Reading Juliette Cule’s article on the difficulties of expressing your feminism with strangers made me think about how these interactions affect me. Honestly, I find that I am more likely to find it hard to express a strong viewpoint with the people closest to me; it is so easy to go on and on about how women are treated in society, in politics, etc, when you are with like-minded friends, but it’s something I try to avoid with the friends I know don’t consider feminism a cause worth caring about. I’d hate to be the person who inspires moans from her friends every time I open my mouth. I mean, I love them, but I don’t feel like I can bitch at them if they make a comment like ‘that’s so gay’, or ‘look what she’s wearing! She’s such a slut!’, as much as I might object to them.
I find it hard to share my values in conversation with these people; they just don’t really care and will say I’m ‘overreacting.’ I feel like I’d be pushing my views down their throats, and end up turning them further away from them as they become sick of hearing about them – rather than hoping they see their words have offensive connotations to groups who are already unfairly treated.
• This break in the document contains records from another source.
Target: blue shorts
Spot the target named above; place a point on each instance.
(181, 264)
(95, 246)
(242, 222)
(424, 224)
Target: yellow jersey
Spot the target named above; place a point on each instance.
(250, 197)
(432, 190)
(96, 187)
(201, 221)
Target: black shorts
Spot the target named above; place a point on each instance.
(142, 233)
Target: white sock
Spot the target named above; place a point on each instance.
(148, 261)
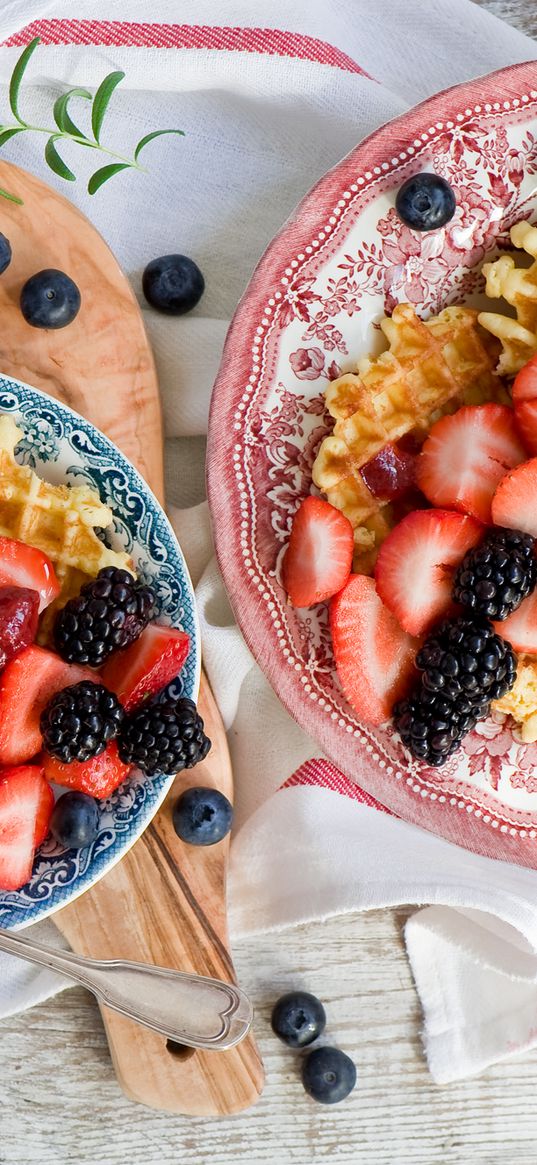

I went on the London SlutWalk in September, and many people asked me ‘why would they call it that?’ or ‘what does that achieve?’. I even had comments from my facebook friends defending their right to use the clearly derogatory term ‘slut’ – all of whom were swiftly deleted.
I find one of the biggest issues is with people we find attractive. On my university course, there’s only two guys and forty girls, and I mentioned this to a guy I had a crush on. His reaction was something along the lines of ‘I bet the guys love that, with loads of girls to choose from.’ I explained that none of the girls fancy them and indeed that many of the girls had boyfriends. His response to this was horrendous – ‘but all uni girls are up for it.’ And this is someone I actually have a thing for! It pains me so much that he says things like this. I know he’s not deliberately being rude towards women, that he probably doesn’t think it’s a sexist remark, and if you asked him, I’m sure he would say that he is in favour of women’s rights. But is that reason enough to cast my feelings aside? Should I feel guilty for liking this guy despite him saying something I find so offensive? Trying to find a truly feminist guy is difficult, and it seems finding truly feminist friends are hard to come by too.
Unfortunately for now, I will have to swallow my thoughts and feelings, find more subtle ways to push the concept of social equality forward, and try not to resent anyone close to me too much.